Make no mistake, people: what you are witnessing here is a carefully crafted velvet insurgency, a diminution of freedoms on the part of leftist governments and judiciaries by way of gaining control of the parameters for acceptable speech and discussion.

Apparently, Italy now has a "leftist government." News to me.

I like our First Amendment. I'm a card-carrying ACLU member, and I hope America can continue to tolerate and absorb a broad range of speech that reaches to the unspeakable and outrageous. I like the fact that we don't have religious defamation laws. (Of course, we didn't have Nazis and Fascists stomping around exercising control in this country within older people's living memory; religious defamation seems a lot more manageable here.) So I prefer a system like ours, in which an Oriana Fallaci would not be dragged into court.

I'd remind folks like Jeff Goldstein, of course, that Italy also banned a lefty Web site a couple of weeks ago for religious defamation -- specifically, for posting a picture of Pope Benedict in a Nazi uniform. I oppose that too. (Damn leftist-hating leftist government!)

But I hope those who are outraged at the treatment of Fallaci are defending her on principle, and not because of what she actually says about Islam. This is from a glowing review of The Force of Reason at National Review Online:

Fallaci has her own interpretation of the massive Islamic immigration that is rapidly changing the face of European cities. She sees it as part of the expansionism that has characterized Islam since its birth.... Fallaci uses the words of Muslim leaders to support this thesis.

In 1974, former Algerian President Houari Boumedienne said in a speech at the U.N.: "One day millions of men will leave the southern hemisphere to go to the northern hemisphere. And they will not go there as friends. Because they will go there to conquer it. And they will conquer it with their sons.
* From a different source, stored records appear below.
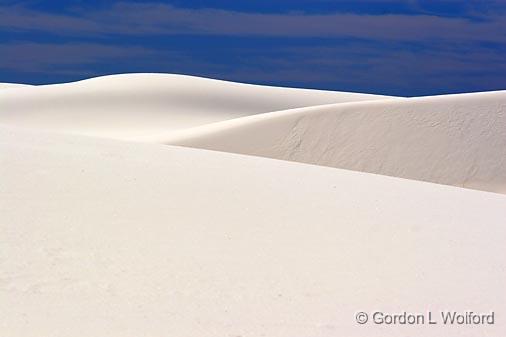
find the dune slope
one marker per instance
(456, 140)
(105, 238)
(132, 106)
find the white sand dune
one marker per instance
(134, 106)
(110, 238)
(456, 140)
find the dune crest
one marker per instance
(110, 238)
(131, 106)
(457, 140)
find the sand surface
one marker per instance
(457, 140)
(136, 106)
(107, 238)
(108, 229)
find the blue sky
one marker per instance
(406, 48)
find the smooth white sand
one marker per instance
(135, 106)
(108, 238)
(456, 140)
The wombs of our women will give us victory." In other words, says Fallaci, what Islamic armies have not been able to do with force in more than 1,000 years can be achieved in less than a century through high birth rates. She cites as evidence a 1975 meeting of Islamic countries in Lahore, in which they announced their project to transform the flow of Muslim immigrants in Europe in "demographic preponderance."

The "sons of Allah," as Fallaci calls them, do not make a secret of their plans. A Catholic bishop recounted that, during an interfaith meeting in Turkey, a respected Muslim cleric told the crowd: "Thanks to your democratic laws we will invade you. Thanks to our Islamic laws we will conquer you."
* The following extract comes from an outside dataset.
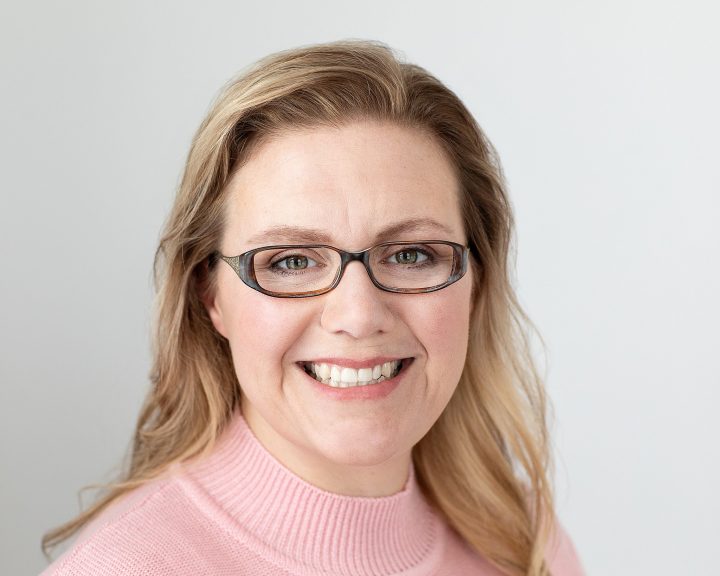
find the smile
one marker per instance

This is conspiratorialist claptrap. This is "Protocols of the Elders of Mecca and Medina."

One blogger claims the Boumedienne quote is as phony as the original Protocols:

Mysteriously, this quote has never been reported in the news (no hits on Factiva or Lexis-Nexis, whether in English or in French), it appears on the Internet only sourced to Ms Fallaci on weblogs, and it is not in the UN's archive. I guess this *could* mean that the liberal dhimmi conspiracy has surpressed coverage of the Muslims' true plans... however, Occam's razor would have another explanation, based on Ms Fallaci making shit up.
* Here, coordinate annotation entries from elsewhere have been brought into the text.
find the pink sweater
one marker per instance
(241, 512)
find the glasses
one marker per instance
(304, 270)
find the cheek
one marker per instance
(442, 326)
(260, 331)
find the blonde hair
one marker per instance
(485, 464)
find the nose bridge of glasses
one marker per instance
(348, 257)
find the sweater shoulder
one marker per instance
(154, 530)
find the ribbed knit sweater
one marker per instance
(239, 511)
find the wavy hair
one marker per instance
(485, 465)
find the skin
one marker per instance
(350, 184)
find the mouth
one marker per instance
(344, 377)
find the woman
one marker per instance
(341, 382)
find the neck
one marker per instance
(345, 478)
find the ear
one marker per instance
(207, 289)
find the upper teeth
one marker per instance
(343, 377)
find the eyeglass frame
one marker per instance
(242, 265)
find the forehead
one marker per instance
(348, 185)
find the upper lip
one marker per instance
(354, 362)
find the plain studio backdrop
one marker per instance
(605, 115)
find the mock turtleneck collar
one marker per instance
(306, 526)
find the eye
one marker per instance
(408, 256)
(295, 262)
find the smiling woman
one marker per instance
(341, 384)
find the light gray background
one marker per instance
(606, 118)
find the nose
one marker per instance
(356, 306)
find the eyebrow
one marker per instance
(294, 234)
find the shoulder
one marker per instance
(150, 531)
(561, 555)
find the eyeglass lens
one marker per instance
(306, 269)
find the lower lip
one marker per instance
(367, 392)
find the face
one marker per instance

If you want to know more, I'll point out that after the publication of a previous Fallaci book on the same subject, George Gurley -- yes, Ann Coulter's favorite interviewer -- published an interview with Fallaci in The New York Observer. The Observer has put that interview in its pay archive, but you can still read it courtesy of -- surprise -- David Horowitz's Front Page Magazine.